Ceremonies of the Horsemen: The Ranch & Reata Essays
Description:
These are some selected essays by singer-songwriter Tom Russell as they appeared in the journal of the American West, Ranch & Reata. From subtle humor to serious-as-a-heart-attack looks at life, Tom Russell brings his no-holds barred writing style to a wide variety of works that study and display the human spirit in the West. As Russell says of the region, "The West was where you went to re-invent yourself - in the manner of Will James, Roy Rodgers, or Ramblin' Jack Elliott. Your persona thus reinvented, you wrote or sung up your singular cowboy vision. The plot usually centered around, or led back to - the horse. In that respect I call these essays Ceremonies of the Horsemen, a phrase stolen from a Bob Dylan song. I hail from The Irish, with a feint touch of Norwegian.

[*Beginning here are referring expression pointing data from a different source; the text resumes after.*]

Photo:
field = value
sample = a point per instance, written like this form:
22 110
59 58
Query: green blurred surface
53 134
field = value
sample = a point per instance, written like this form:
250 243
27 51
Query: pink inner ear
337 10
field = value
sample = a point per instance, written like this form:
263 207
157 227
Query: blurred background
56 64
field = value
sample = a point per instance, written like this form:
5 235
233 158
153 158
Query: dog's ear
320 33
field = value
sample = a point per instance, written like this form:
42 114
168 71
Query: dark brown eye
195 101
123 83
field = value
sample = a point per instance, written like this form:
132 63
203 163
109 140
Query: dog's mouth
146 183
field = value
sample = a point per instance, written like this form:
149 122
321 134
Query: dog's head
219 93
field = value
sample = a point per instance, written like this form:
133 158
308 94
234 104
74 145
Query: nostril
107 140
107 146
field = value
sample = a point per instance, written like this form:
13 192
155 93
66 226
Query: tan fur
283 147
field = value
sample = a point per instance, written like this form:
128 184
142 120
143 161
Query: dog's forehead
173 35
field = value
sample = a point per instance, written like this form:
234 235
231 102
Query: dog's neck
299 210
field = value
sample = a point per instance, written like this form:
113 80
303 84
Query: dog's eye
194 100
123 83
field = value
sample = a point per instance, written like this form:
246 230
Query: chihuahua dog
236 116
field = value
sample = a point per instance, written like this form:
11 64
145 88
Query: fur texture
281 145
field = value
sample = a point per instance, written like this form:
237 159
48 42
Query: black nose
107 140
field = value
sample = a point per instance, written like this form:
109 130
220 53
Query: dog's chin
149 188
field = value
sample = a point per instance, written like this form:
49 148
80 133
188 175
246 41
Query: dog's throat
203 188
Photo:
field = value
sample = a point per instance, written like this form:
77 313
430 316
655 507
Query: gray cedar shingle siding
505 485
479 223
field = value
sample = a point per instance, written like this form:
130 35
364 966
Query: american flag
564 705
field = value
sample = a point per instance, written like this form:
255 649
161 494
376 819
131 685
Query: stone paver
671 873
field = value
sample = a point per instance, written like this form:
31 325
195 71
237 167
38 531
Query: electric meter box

My father's father settled in Iowa. He was the sheriff of Chickasaw County and a horse trader on the side. Or vice versa. I have his card here on my desk: Russell Brothers - New Hampton Iowa - Dealers in Live Stock - Horses and Colts a Specialty. We're Irish, and our besotted roots trace back to pirates and gypsies - a tribe or rascals who would sell a lame horse to a blind priest. It wasn't long before my father left Iowa - gone west to grow up with the country. He worked his way up, discovered Hollywood Park Racetrack, played poker with Hopalong Cassidy on the backside of the track, and sired four kids. My brother Pat jumped out of the crib and was soon hot-walking racehorses, then building a bucking barrel in our backyard. Hang and Rattle, kid. Soon he was riding real bulls at Crash Corrigan's film ranch. Brother Pat's record collection was well formed early on: Tex Ritter, Johnny Cash, Marty Robbins, George Jones, Hank Williams...and several LP recordings of bullfight music. The stage was set. I absorbed the music and stole his Tijuana gut-string guitar, learned a bunch of old cowboy songs and poems, and became the songwriter. He carried on with the rodeo and the family trade in livestock. To this day he's horseback, behind some arena in Nevada or California. Bringing in the fresh cattle. These essays are my own Moveable Feast. The mystic priest, Fr. Richard Rohr, says the second half of life is the time we're finally able to fall upward, and find our true selves. Finger's crossed. Guitar in hand. The story's the thing. The myth. The legends. Whatever I couldn't fit into a three-minute song I fleshed out into an essay. Here they are."